What A Hostage Negotiator Can Tell You About Introducing Yourself To A New Client (Steve Wershing, Client Driven Practice) - Hostage negotiators have the unique challenge of needing to win someone over in what may be just seconds, in incredibly high-stakes situations. But the reality is that almost anyone gets only a few seconds to make a good first impression and win trust when being introduced or meeting for the first time. For which the typical approach is to talk about credentials (for credibility), or the advisor's fiduciary duty, or something similar to impress "trustworthiness" upon the prospect. By contrast, Wershing highlights how a hostage negotiator tries to make crucial connections, quickly, when moments matter. For instance, FBI hostage negotiator Christopher Voss was once engaged in a situation where he had to secure the freedom of a US citizen kidnapped in Haiti, which required the help of the kidnap victim's father... who immediately asked upon getting on the phone with Voss: "You're in Washington, DC? How you gonna help me?" Voss' response: "Haitian kidnappers aren’t killing their victims these days. That may not make sense but they’re not. Today is Thursday and Haitian kidnappers love to party on Saturday night. If you do and say the things I ask you to do and say, we’ll have your son out by Friday night, Saturday morning at the latest." And the father replied, "tell me what you want me to do." The key distinction is that Voss didn't start by explaining his credentials as the FBI's top hostage negotiator; instead, the first thing he did is try to demonstrate that he saw what the other person (the father) was seeing and understand what the other person was experiencing. In other words, it's all about trying to "Empathize with the person and share with them a little bit of strategy to indicate you know how to get them through it successfully. Rather than sharing your qualifications in the hopes they will believe you can do the job, demonstrate that you have the insight necessary and a plan to get them what they want." Or stated more simply: yes, you may be proud of your accumulated knowledge and skill that you've worked hard to get, but the reality is that the prospective client is facing their own issues, so the sooner you take the client's side and communicate from their perspective, the further you'll get.

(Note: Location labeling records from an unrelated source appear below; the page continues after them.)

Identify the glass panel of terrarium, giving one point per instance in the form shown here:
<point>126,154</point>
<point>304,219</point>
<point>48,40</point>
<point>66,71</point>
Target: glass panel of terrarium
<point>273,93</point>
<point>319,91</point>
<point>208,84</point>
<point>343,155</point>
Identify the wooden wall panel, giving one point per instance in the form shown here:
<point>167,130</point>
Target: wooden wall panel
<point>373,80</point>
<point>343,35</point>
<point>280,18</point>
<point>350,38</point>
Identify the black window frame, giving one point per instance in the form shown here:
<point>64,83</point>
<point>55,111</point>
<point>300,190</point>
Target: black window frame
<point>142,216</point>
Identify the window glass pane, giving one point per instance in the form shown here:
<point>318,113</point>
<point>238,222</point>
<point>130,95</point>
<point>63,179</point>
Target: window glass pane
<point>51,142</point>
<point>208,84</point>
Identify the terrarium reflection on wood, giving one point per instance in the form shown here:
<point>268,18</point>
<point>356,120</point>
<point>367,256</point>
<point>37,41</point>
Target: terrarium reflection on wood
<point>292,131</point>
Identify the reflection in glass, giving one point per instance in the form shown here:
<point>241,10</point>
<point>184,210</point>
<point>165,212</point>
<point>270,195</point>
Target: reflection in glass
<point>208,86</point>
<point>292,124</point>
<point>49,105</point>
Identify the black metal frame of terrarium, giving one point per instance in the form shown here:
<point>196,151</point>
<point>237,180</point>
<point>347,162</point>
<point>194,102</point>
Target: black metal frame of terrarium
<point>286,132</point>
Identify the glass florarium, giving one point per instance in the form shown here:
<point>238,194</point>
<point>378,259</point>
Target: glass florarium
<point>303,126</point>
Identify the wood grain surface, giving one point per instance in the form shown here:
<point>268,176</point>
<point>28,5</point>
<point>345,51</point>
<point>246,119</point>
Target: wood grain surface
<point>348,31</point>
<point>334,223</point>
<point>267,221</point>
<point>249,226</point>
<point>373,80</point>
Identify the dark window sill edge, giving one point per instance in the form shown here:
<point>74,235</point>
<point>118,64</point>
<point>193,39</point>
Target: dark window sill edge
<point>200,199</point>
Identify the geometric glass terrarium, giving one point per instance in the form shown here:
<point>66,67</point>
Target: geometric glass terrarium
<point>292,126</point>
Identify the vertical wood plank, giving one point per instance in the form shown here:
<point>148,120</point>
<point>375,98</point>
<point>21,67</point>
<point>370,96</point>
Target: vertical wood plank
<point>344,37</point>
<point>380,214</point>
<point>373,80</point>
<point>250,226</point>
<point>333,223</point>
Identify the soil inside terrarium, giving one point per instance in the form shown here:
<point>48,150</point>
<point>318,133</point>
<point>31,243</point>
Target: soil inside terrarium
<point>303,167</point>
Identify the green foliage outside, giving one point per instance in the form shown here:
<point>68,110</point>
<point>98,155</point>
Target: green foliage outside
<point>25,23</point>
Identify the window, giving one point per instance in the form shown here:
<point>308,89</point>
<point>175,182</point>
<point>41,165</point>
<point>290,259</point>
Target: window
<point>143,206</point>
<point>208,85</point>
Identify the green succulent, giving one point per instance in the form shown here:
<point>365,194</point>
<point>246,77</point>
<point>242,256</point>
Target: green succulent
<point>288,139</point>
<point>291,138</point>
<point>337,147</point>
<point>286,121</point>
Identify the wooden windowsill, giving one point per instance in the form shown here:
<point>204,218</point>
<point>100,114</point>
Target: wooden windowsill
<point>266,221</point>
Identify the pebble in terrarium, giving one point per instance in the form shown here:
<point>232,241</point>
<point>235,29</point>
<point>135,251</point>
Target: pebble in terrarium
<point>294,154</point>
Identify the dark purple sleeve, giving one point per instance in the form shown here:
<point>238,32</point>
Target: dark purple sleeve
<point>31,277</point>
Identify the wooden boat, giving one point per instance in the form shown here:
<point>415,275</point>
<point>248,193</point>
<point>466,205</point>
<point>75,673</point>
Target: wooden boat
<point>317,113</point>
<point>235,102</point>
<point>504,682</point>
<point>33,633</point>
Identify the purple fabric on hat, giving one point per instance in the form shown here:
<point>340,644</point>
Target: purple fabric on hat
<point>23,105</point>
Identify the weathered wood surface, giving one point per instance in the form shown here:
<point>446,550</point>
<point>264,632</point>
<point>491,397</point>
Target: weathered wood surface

Responding To "I Already Have An Advisor" (Bryce Sanders, ThinkAdvisor) - It's a common situation for most advisors: you're at a social event, someone asks what you do, you say you're a financial advisor, and before you even have a chance to elaborate further, you get the response "I already work with an advisor"... a prospect's attempt to shut down any possibility of being solicited for business before the advisor even has a chance. So how can an advisor respond to try to keep the door open? Some options include: Establish yourself as an alternative (as who knows, maybe deep down they aren't happy with their current advisor, and just need a nudge to get over the inertia, so you can say “I’m sure you are happy with your current advisor. But here’s my card. Please give me a call if anything changes.”); Ask "how have they done for you lately" to prompt the prospect to think about whether their current advisor is really being attentive; Head them off at the pass by just saying upfront yourself "...and you probably already work with a financial advisor," which may still elicit a response of "Yes, I do," but at least keeps better control of the conversation; Be affirmative by saying "that's a fine firm" (as most people want to be complicated on their good choices, and being negative about the competition usually just makes people defensive and territorial anyway); ask "Would you recommend them?" as if they would they'll probably follow through with why (good perspective on what they value), and if they wouldn't, then the door opens (another alternative would be asking "why do you stay with them?" for a similar path of responses); or simply ask, "when was the last time you heard from your advisor?" to see if the other advisor is really on the ball, or for a somewhat more aggressive style, consider an "if-then" approach of stating "If your advisor is there when you need them, returns calls quickly and makes the case for getting into the market as the averages cross significant milestones, these days, that’s about as good as it gets" and then see if they affirm the current relationship (or not).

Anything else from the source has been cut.